Hypothesis testing always analyzes two alternatives and our mathematical analysis will determine which answer is correct. Imagine your overall problem is the low quality of customer satisfaction with your coffee in your café. One of your Xs you assume is that different coffee bean suppliers cause statistical differences in the taste of your coffee.
Then your first hypothesis H0 would say:
H0: There is no difference in taste depending which coffee bean supplier you choose.
The alternative hypothesis H1 would however say following:
H1: There is a difference in taste depending which coffee bean supplier you choose.
In order to run a mathematical analysis, you need to have the coffee being tasted for a certain period of time and being rated by your customer (for optimal results on a 5-7 point scale). At the same time you need to write down which coffee bean was used when a customer rates the coffee.
The mathematical analysis will help you to answer following questions: how many samples do I have to take? Which variables out of the collected data will I use to make my judgement? How much different do my results have to be to disprove H0 or H1?
Just imagine, supplier A beans show an average customer satisfaction of 4.3, supplier B beans yield an average customer satisfaction of 4.5 and supplier C beans produce an average customer satisfaction of 4.7.
Would you be able to say with certainty and without mathematical help that supplier A is significantly better? Is a difference of 0.2 enough to call it already “better”? And what does average actually mean? In a worst case scenario half of your customers loved it (7) and half of it hated it (rating it 1.6). As you see, you will also look at the so called variance of the data collected.
To answer all these questions, we would use inferential statistics. Inferential statistics is the cool brother of descriptive statistics which you are using in Excel. Bar or pie charts would be examples of descriptive statistics and all they do is describing data.

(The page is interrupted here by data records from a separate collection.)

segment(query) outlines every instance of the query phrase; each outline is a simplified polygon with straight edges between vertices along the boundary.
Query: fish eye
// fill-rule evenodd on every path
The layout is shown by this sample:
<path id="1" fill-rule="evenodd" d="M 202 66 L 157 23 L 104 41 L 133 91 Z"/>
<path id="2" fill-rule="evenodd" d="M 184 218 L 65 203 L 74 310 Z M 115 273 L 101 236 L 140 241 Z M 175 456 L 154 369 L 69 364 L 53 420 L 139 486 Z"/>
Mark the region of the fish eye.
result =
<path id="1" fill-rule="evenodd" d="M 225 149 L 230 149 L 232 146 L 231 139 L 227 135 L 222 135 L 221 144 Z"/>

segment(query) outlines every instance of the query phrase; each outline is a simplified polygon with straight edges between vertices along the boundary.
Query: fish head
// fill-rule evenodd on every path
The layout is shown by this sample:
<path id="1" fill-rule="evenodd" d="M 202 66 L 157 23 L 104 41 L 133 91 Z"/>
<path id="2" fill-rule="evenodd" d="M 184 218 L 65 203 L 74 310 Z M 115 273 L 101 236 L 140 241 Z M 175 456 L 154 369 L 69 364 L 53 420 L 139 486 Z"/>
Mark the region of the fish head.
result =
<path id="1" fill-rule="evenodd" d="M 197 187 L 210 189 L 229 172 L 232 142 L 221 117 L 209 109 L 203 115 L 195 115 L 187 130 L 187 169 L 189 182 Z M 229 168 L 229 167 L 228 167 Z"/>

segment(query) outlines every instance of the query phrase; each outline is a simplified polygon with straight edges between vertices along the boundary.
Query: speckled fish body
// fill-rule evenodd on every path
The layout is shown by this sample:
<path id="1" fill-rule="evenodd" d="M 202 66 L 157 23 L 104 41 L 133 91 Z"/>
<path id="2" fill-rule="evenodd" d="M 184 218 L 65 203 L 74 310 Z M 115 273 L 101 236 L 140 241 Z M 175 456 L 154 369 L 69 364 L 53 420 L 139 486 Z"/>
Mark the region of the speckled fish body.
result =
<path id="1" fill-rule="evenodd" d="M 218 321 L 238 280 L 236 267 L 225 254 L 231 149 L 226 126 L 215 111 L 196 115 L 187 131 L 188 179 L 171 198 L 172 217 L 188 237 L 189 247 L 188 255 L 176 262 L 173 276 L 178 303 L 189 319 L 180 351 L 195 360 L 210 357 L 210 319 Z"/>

Inferential statistics is, as Wikipedia puts it, “the process of using data analysis to infer properties of an underlying distribution […] Inferential statistical analysis infers properties of a population, for example by testing hypotheses and deriving estimates.
In the above example we assumed that there was a linear connection between supplier and coffee taste. But in reality there would be a group of Xs interacting with each other to create the taste of the coffee. Imagine your barista Betty is amazing in working the machine while Michele is not as good. And your machine is also producing probably better results after having been cleaned in the morning. So in this example you have three interacting variables which influence the taste of your coffee. These interacting effects can also be modeled with inferential statistics.
If your models get to complicated and no one in your company is able to run these analyses, try to get help early on to get this right. Because identifying the potential vital few root causes of your problem will later on boost the results of your outsourcing partner.
As the old saying goes: “Good data in, good data out”.